In the absence of 230Th/234U analyses, assuming that the LU model gives the best age remains uncertain. Nonetheless, within Grun’s data [42] using p > 0.5 provided a maximum limit for enamel samples, while using p = 0 provided a median for dentine samples from caves. In open air sites, p = 0 acted as a median value for both enamel and dentine samples. An implication of the LU assumption is that the dentine must be less sensitive to radiation than is enamel, namely κα (dentine) < κα (enamel). κα depends on the biochemistry for dentine, not its external dose rate or its U concentration, both of which depend on environmental conditions. However, this also suggests that a hypothesis that the only factor responsible for age agreement is κα (dentine) = 0.08 is oversimplified. If that were the case, the EU ages would also agree. It may still be true that the value of κα is critical but that it is not precisely 0.08. Once the value of is found experimentally, other model assumptions such as pen / pden ~ 1 must also be tested.

Thus, this study does not solve all the issues in ESR dating of dentine, merely provides a place to begin. While dentine is less satisfactory than enamel as a dating material, it can add substantial information about tooth ages. In general, the data presented here show that, if we assume κα (dentine) = 0.08, enamel, and dentine LU ages agree within their errors for samples with enamel ages ≤ 400 ka. Where the two ages disagreed, the dentine ages were usually younger than the enamel ages. In samples with enamel ages > 400 ka, systematically smaller dentine ages by either EU or LU calculations, suggest one or more of the following:

  1. 1.

    the dentine signal may have faded;

  2. 2.

    the dentine had experienced U leaching;

  3. 3.

    different uptake models should be assumed for the two different tissues;

  4. 4.

    other diagenetic effects due to fossilization have produced the different ages.

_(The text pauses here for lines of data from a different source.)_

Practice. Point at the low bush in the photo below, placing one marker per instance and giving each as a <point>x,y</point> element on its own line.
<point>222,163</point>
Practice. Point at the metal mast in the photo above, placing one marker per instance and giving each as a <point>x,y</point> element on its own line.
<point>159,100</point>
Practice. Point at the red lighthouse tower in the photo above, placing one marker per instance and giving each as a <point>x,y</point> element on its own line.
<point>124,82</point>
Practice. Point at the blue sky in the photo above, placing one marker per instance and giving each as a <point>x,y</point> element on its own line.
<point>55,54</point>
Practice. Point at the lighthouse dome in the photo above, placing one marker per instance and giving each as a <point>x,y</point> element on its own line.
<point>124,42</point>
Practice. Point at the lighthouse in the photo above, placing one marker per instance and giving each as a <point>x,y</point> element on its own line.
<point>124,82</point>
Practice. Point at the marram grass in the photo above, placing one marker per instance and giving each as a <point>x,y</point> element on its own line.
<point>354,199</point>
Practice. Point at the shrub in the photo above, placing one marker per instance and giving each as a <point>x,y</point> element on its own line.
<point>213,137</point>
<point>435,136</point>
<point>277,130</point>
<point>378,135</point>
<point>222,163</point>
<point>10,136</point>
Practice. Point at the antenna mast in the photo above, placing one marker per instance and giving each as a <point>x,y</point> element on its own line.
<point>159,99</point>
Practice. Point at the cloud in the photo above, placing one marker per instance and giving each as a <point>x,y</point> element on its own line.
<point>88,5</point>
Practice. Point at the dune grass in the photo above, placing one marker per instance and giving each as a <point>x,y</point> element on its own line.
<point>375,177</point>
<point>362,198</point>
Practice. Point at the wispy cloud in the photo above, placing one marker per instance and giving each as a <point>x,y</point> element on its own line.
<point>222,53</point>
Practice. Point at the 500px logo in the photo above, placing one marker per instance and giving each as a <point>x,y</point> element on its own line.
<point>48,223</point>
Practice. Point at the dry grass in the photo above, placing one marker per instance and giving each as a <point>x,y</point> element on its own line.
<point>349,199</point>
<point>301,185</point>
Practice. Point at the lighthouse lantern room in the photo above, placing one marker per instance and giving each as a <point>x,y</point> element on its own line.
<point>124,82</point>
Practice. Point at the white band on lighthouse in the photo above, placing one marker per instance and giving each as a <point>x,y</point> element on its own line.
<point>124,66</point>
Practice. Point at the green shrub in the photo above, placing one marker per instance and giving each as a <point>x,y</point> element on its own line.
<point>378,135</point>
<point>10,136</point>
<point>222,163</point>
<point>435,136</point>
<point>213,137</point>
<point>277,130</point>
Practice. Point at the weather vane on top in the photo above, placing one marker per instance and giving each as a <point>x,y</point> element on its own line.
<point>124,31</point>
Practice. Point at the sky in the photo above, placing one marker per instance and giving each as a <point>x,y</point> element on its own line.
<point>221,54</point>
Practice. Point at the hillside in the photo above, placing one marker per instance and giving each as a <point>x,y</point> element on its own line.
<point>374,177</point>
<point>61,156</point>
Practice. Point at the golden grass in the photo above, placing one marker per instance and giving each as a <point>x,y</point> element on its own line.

Infrared spectroscopy has been used to study changes in crystallinity and electron microscopy to look for recrystallization [52]. In our preliminary study, older samples came from open air sites, while the younger teeth were taken from caves. As noted by Grün, open air sites more likely experience environmental change, especially erosion and increased water percolation which potentially favor changes in U uptake rates, thus making RU models more likely [41]. Further investigation into dentine dating parameters, including its α-efficiency, signal lifetime, and U uptake models, will extend these results to other sites and, if systematic changes are found, possibly to other age ranges.